The Office of Fiscal Analysis had the most trouble assessing pension and health changes, or the efficiency savings targets.
"Please note that at this time we are unable to determine or verify the levels that are contained in these estimates in many cases," OFA Director Alan Calandro wrote.
So what is known about concessions savings?
If the wage freeze provided nearly half of the $648 million in spending reductions built into the current budget, what role might the other components have played?
Beyond the bullet points
Originally expected to save $65 million, concessions-induced retirements may have been the saving grace of the Malloy plan.
The governor kept his pledge not to pay financial incentives to encourage well-compensated, veteran workers to retire.
But while Malloy refused to pay senior workers to retire, he never said anything about discouraging them from staying on the job.
The concessions deal ordered several new pension restrictions aimed at all who retired after Oct. 1, 2011.
The result was an unprecedented exodus.
More than 2,600 state workers retired during the first three-quarters of 2011, about 2½ times the number recorded at that point in the previous year.
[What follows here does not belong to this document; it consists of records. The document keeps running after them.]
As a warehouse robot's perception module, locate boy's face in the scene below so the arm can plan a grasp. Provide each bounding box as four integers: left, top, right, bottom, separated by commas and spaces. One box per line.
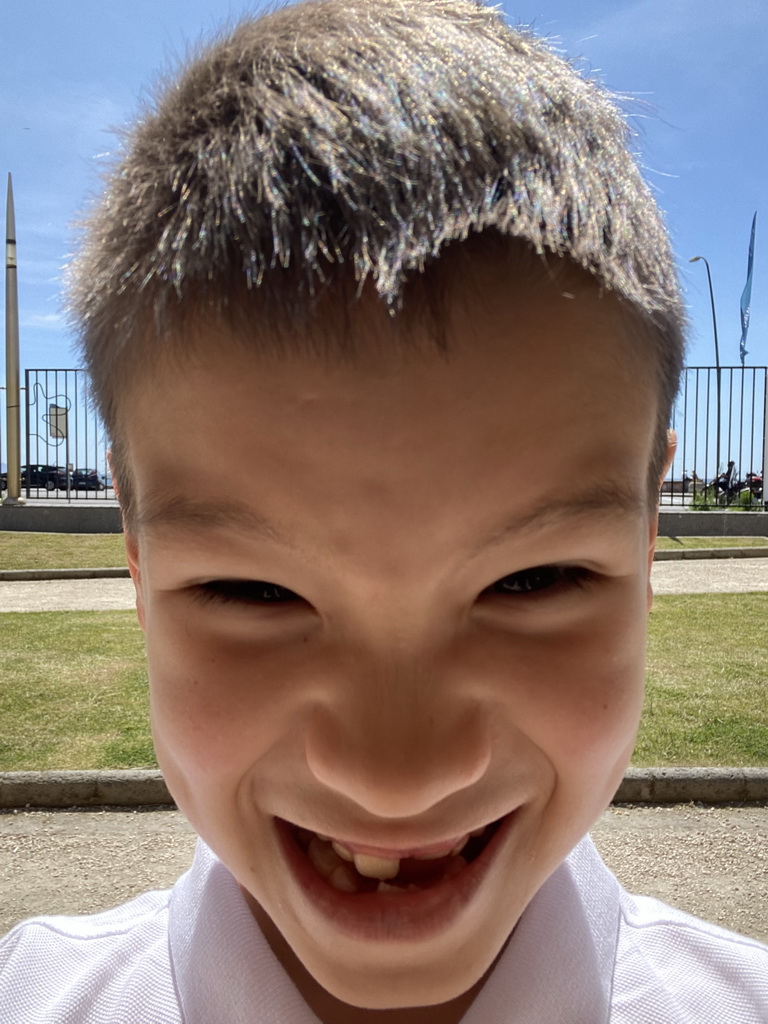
128, 270, 667, 1020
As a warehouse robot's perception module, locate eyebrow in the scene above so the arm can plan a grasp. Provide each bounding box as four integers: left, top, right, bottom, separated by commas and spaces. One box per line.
136, 494, 288, 544
136, 480, 647, 554
477, 480, 648, 554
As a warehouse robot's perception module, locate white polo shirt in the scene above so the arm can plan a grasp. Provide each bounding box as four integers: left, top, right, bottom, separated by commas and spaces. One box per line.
0, 839, 768, 1024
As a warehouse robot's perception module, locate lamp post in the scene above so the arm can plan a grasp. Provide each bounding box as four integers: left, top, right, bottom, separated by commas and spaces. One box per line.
688, 256, 721, 476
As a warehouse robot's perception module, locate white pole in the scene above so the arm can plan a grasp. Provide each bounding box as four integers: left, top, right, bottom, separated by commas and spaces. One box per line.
3, 172, 25, 505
Though the administration acknowledges it's impossible to guess how many people retired just to avoid the concessions changes, Barnes has said that it likely produced well more than the original $65 million per year savings estimate.
Changes in health care were supposed to save $203.4 million this year.
The administration had assumed that half of all workers would elect not to join the wellness program and would pay higher premiums and deductibles that would save the state $120.5 million.
According to Comptroller Kevin P. Lembo's office, only about 1 percent of workers chose not to join.
This year, that means a savings of less than $815,000 from premium hikes. If all workers outside the wellness plan also pay the full $350 deductible, that represents another $237,650.
New pension limits were supposed to save $183 million this year while the state's actual contributions would shrink by about $20 million.
But, again, a simple comparison is unfair.
On one hand, Malloy and the legislature agreed to boost pension contributions dramatically one year after the deal took effect, and that ate up much of the savings.
State pension actuaries also noted that the surge in retirements weakened the pension fund. Each retirement means a worker not only has stopped paying into the fund, but also has begun drawing cash out. When this happens in large numbers, the state must contribute more.
The effects of the concessions deal - and its shortcomings - are felt today.
According to the administration, the cost of maintaining current services and programs next year is $616 million higher than Malloy officials had anticipated two years ago - another important factor behind the $1.2 billion shortfall projected for the next budget.
The $253 million difference between expected and achieved concessions savings alone represents more than 20 percent of that.